Your results may vary slightly from ours, which were obtained using a slightly larger evaluation for stability. From the summary stats, the models look pretty comparable. Since the scripted baseline performs an exact min-max search using a ton of hand-coded domain knowledge, this is actually quite a good result. But it would be nice to have finer-grained insights – both to aid in future development and for the paper. The “visualize” command also loads a browser-based interactive dashboard:


Pretrained neural baseline


Scripted baseline

Each row of the dashboard contains multiple visualization styles for one row of the summary table. In this particular instance, the Skill Level bar chart is most illuminating – notice how the scripted model uses only Ranged combat whereas the pretrained model uses a mix of Ranged and Mage. I set the scripted model to only use range combat because I thought it was probably stronger overall, but apparently Range and Mage are somewhat balanced. The pretrained model avoids Melee even though it does the most damage, probably because the current movement system makes it difficult to close distance to an opponent – perhaps I should consider changing the movement system in a future update.

So, why do we need 15 plots when only one turned out to be important? First of all, we didn’t know which plot would highlight an interesting difference ahead of time. Second, there are some smaller observations we can make, such as the pretrained model obtaining significantly more equipment pickups while the scripted model obtained fewer and better pickups (Equipment scatter plots). Or that the pretrained model has a slightly heavier Lifetime right tail, as seen in the Lifetime Gantt plot. Many of our most successful experiments (and worst bug fixes) were motivated by an unusual disparity in the dashboard.

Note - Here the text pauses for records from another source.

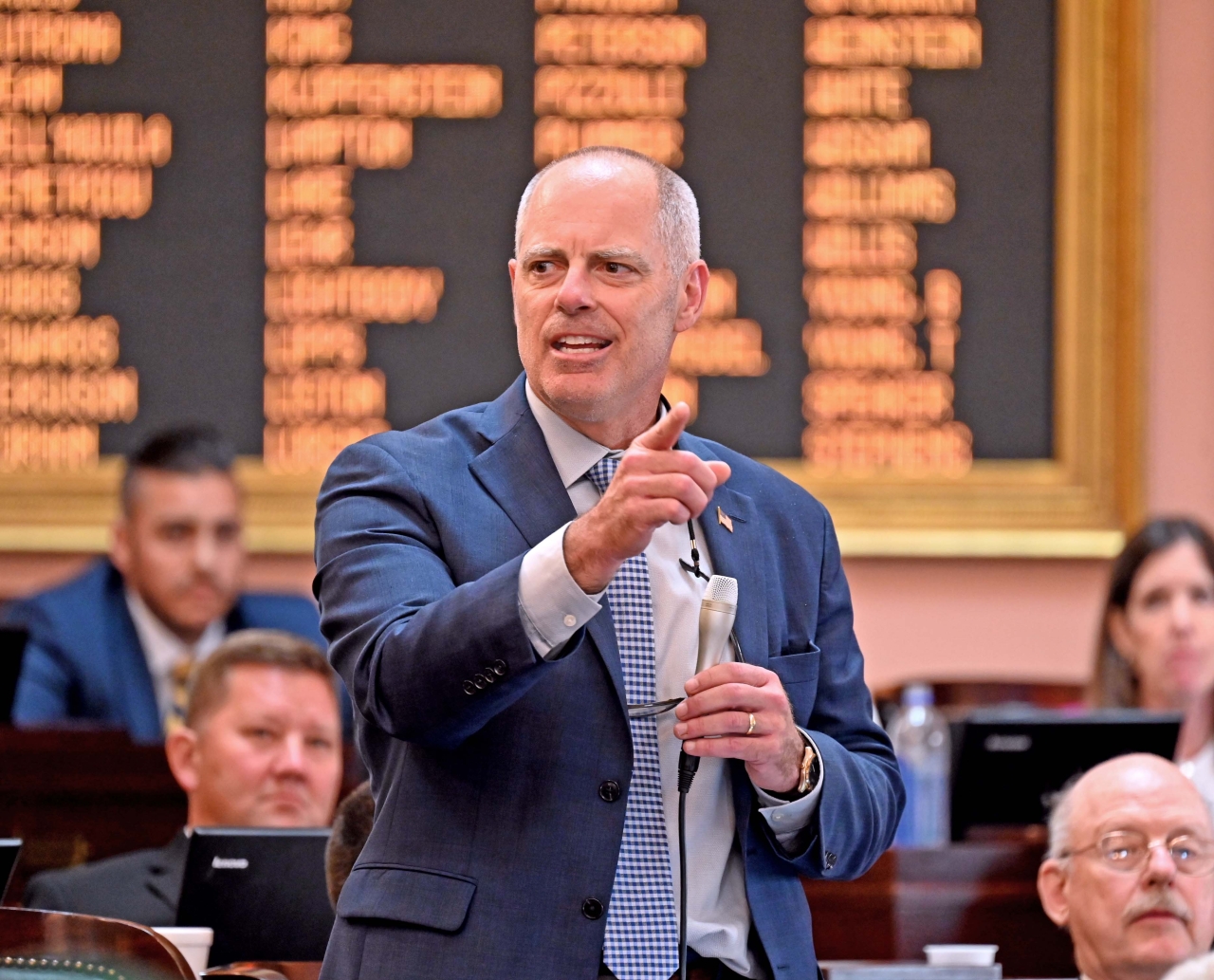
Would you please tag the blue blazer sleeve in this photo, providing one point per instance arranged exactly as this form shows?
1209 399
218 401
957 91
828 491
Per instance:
862 793
43 689
407 638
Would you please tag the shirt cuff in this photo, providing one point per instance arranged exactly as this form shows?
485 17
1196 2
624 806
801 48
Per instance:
787 819
551 605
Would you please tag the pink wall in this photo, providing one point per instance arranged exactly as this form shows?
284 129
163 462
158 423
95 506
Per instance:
1180 312
1024 619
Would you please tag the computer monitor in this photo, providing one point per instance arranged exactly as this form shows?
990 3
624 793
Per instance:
9 850
260 889
12 651
1008 766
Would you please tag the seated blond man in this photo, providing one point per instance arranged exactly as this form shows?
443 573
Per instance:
1130 870
261 747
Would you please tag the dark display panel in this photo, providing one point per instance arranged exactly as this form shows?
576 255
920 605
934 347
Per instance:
186 281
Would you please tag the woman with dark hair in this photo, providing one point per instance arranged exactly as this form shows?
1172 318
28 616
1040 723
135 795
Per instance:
1157 637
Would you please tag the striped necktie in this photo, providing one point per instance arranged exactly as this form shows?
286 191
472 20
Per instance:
642 924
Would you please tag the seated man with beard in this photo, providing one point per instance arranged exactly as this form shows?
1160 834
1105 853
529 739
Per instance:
1130 870
116 645
260 747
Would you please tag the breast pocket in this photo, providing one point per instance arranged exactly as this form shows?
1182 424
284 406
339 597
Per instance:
799 675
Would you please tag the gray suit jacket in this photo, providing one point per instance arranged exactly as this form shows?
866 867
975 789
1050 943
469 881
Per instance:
139 887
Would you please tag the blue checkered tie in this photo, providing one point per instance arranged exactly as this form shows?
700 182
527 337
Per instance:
642 926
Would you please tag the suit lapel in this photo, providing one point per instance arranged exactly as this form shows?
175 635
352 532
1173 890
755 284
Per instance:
519 473
131 680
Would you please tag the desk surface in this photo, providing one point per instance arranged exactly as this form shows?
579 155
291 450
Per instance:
966 893
81 796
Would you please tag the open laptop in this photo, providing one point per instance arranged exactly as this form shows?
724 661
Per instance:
260 889
12 651
1008 766
9 850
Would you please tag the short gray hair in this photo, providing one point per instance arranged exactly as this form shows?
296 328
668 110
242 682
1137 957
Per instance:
677 211
1061 807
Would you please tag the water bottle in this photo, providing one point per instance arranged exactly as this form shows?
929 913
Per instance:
920 741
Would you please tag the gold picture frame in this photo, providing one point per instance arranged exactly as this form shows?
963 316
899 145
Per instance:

And before you ask, yes: there’s a boring publication theme: specify –VIS_THEME=publication. In fact, you can create custom logging with a highly configurable dashboard to go with it in only a few lines of code – just override the log method of neural_mmo/forgetrinity/env.py to specify your own data tracks and plot styles.


Publication theme

Rendering and Overlays

Rendering the environment requires launching both a server and a client. To launch the server:

python Forge.py render --config=SmallMultimodalSkills
Linux/MacOS: Launch client.sh in a separate shell or click the associated executable
Windows: Launch neural-mmo-client/UnityClient/neural-mmo.exe from Windows 10

The server will take a few seconds to load the pretrained policy and connect to the client.


You should see this view once the map loads

The on-screen instructions demonstrate how to pan and zoom in the environment. You can also click on agents to examine their skill levels. The in-game console (which you can toggle with the tilde key) give you access to a number of overlays. Note that the LargeMaps config requires a good workstation to render and you should avoid zooming all the way out.

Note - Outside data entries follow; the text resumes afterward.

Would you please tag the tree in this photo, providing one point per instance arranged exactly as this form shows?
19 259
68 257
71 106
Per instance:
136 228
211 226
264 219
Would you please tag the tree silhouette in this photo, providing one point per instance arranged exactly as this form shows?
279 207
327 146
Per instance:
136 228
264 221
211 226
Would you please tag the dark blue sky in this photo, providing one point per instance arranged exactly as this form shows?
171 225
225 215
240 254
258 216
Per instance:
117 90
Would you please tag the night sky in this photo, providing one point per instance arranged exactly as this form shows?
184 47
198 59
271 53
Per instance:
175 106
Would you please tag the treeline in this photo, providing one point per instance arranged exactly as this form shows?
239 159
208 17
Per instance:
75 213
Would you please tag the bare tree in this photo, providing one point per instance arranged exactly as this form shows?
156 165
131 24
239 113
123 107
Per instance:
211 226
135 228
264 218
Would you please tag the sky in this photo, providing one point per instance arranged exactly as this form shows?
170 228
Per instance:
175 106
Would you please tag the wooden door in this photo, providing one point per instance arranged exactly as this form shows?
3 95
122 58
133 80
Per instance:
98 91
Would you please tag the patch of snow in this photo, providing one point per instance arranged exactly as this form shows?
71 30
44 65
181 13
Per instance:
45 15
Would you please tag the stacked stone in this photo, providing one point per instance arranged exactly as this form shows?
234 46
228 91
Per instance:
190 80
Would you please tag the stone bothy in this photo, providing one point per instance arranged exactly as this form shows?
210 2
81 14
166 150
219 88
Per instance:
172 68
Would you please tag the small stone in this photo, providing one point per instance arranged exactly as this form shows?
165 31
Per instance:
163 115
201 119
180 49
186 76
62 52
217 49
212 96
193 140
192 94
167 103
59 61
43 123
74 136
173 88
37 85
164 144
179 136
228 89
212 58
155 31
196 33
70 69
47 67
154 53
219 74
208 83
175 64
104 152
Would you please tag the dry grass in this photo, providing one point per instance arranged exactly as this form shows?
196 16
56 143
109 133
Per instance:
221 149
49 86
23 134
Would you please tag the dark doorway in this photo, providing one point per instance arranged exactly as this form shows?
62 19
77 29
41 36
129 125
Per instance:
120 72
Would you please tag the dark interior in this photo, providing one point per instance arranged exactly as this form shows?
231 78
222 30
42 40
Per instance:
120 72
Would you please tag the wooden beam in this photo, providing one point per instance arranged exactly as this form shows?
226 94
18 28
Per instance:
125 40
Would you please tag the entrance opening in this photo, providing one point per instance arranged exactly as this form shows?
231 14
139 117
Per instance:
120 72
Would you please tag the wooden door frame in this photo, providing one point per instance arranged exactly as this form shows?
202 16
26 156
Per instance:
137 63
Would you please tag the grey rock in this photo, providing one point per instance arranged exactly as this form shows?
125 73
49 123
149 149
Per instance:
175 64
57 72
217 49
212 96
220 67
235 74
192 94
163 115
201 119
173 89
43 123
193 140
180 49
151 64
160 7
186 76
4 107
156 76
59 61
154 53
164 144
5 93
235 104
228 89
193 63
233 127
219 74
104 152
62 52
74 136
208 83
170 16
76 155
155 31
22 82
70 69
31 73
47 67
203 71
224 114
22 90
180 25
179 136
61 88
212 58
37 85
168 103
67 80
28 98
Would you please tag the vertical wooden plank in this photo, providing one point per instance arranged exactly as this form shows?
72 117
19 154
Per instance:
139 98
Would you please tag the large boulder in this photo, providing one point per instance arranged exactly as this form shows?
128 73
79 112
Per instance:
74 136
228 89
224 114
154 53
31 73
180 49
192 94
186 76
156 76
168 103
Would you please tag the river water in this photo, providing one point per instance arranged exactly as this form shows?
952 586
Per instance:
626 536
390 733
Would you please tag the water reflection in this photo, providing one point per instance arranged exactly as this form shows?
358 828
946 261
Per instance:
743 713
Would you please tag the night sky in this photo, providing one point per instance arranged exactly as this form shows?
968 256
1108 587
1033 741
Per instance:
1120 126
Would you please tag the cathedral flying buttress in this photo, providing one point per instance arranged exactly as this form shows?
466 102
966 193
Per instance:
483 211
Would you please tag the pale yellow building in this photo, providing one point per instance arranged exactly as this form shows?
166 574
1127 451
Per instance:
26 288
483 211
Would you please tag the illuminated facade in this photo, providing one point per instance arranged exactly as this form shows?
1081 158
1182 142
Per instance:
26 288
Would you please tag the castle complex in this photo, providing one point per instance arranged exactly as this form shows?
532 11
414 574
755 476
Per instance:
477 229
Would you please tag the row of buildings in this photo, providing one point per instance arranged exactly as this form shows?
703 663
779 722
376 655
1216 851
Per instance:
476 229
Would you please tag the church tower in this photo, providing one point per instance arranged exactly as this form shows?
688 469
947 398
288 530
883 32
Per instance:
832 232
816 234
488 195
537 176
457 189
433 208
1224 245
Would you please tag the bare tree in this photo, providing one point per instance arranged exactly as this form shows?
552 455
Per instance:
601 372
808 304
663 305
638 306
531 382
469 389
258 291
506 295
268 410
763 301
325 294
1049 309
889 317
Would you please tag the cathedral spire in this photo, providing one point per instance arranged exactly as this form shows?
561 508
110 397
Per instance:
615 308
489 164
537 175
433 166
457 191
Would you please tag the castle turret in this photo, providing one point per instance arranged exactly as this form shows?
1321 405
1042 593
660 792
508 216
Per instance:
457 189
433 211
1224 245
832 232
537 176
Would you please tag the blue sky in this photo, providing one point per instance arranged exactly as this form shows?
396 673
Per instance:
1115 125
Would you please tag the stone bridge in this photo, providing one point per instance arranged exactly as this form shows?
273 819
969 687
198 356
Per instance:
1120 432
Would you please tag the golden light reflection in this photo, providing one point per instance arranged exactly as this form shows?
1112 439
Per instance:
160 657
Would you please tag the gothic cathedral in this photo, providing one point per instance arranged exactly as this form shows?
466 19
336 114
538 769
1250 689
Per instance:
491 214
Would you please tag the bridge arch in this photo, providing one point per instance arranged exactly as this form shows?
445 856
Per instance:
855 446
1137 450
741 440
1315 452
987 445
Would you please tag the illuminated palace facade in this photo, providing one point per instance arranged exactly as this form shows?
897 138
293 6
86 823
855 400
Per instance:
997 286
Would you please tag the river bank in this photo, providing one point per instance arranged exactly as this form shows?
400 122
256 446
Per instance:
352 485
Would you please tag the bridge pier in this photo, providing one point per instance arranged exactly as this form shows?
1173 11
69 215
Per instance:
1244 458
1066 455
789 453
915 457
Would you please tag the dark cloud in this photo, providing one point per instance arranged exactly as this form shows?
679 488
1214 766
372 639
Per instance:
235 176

The counts (exploration) overlay is computed by splatting the agent’s current position to a counts map. Most other overlays are computed analogously. However, you can also do more impressive things with a bit more compute. For example, the tileValues and entityValues overlays simulate an agent on every tile and computes the value function with respect to local tiles/entities. Note that some overlays, such as counts and skills, are well-defined for all models. Others, such as value function and attention, do not exist for scripted baselines.

Writing your own overlays is simple. You can find the source code for general overlays (those computable by scripted baselines) in neural_mmo/forgetrinity/overlay.py. RLlib-specific overlays that require access to the trainer/model are included in projekt/rllib_wrapper.py. Details are also included in the User API.